I lifted a package of 86/14, which seemed to be the lowest fat content I could buy, and a cart struck my thigh. The woman in pork was continuously nudging me. I have never had this happen before and I wondered how to politely say, “Excuse me, that thing you’re running into…is me?”

I set the package of 86/14 beef back on the shelf, preparing to leave without a word. However, the woman’s arm shot past me, lifted my package of beef, threw it in her cart and swerved around me heading toward the pancakes!

I know what you’re thinking; I set the ground chuck back on the shelf. It was fair game. But isn’t there like a Five Second Courtesy Rule when shopping?

I shrugged off my encounter and continued through the store, believing that nothing else strange could happen on my excursion. I was wrong.

It was time to pay. I arrived at the front to see one checkout lane open besides self-checkout. Since I had a full cart and the line to the checkout employee was only one person deep, I decided to wait. I pulled into the checkout line only to discover that the meat stealer was ahead of me, and she had coupons! She glanced back once and only once through squinty eyes, and I squinted back.

I should have recognized that she was a bad omen and left the line for self-checkout, but I did not. Instead, I waited and waited while she pieced together a sizable discount. By the time I reached the conveyor belt, two more people were in line behind me. Both of them were NJ mothers.

“Can’t you open another line?” Yelled the first to the manager across the store.

“You’re sure lucky my kid isn’t screamin!” Called the second.

To put it lightly, grocery store animosity was on red alert.

The manager strolled toward them nonchalantly to carry on a conversation. From what I gathered, two people had called out that morning, and he was short staffed.

“Well, can’t you open a checkout line?” Asked the first mother.

“Can’t do that,” replied the manager.

“Is it below a manager’s position?” Inquired the second.

I huffed nervously and started loading my groceries onto the conveyor belt, trying to hurry through the motions before a WWE smackdown began in Aisle Four.

The manager, having had his fill of the mothers, walked to the cash register of the lone checkout employee and began a bitter discussion about the “unreliable kid,” who never shows up for work. This dialogue was so crucial that it pulled the check-out ladies full attention. She stopped mid-scan of my groceries.

I waited. I said nothing.

Behind me, the mothers chattered. I must mention here that I was not eavesdropping; not on purpose at least. The conversation was in stereotypical loud, jersey fashion. It was hilarious! It took all of my focus not to laugh out loud. I have inserted my favorite excerpt below.

“I like those pants,” said the first mother. They were bright pink sweatpants with lettering down the side. They matched the crocs that covered her feet.

“Oh yeah,” the second continued, “I got them at Kohl’s.”

“Virgin be…” The first sounded out before stopping with a surprised look. “Virgin bitch?” she whispered to avoid the young ears.

“No,” the second replied, “Virgin Beach.”

Now they were both staring at her pants.
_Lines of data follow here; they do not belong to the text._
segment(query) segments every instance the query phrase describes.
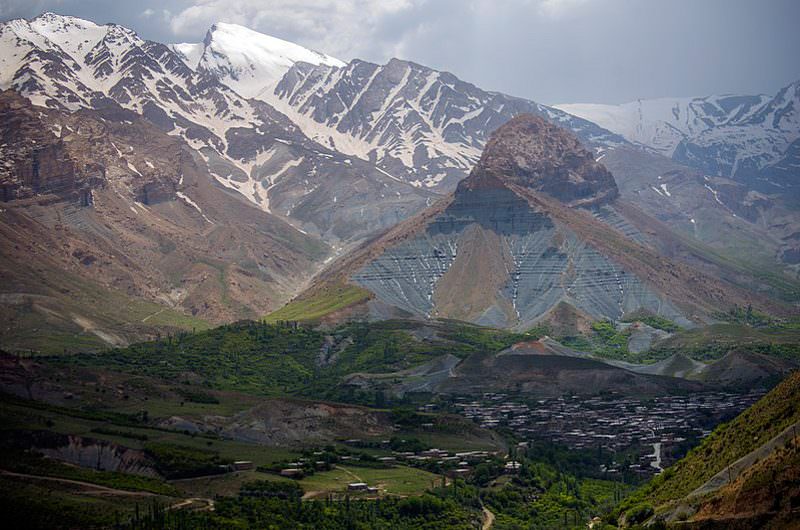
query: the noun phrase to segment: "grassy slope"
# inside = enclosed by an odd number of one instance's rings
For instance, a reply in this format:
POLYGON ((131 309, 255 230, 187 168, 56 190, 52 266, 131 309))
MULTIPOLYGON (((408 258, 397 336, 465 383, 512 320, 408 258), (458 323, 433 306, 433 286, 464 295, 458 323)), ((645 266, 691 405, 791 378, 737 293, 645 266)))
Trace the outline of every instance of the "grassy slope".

The second mother’s face went pale to crimson. “Oh my God,” she exclaimed, “I never…I never looked closely at them in the store.”

In case you’re wondering, the pants read, “Virgin Be-atch!”

When I heard that I had to turn completely around to hide the smirk that reached my eyes. At which point, the checkout employee began scanning my groceries again. I really wanted to end on that note. I wanted to walk out of the store and go home, but my escapade was not over.

The checkout employee was a super nice twenty-year-old, who slowed her scanning to tell me the woes of her life and job. She repeated over and over about the “unreliable guy” and all the hours that she worked.

I wanted to say, “I…just…want…to…buy…my…groceries. That’s it! Please…I need to leave the insanity of this.”

But what I said was, “Well, at least you’re making the mega-bucks right?”

To which she replied, “Yeah, I guess so…”

Moral of this Story: grocery store day has been moved to Wednesdays.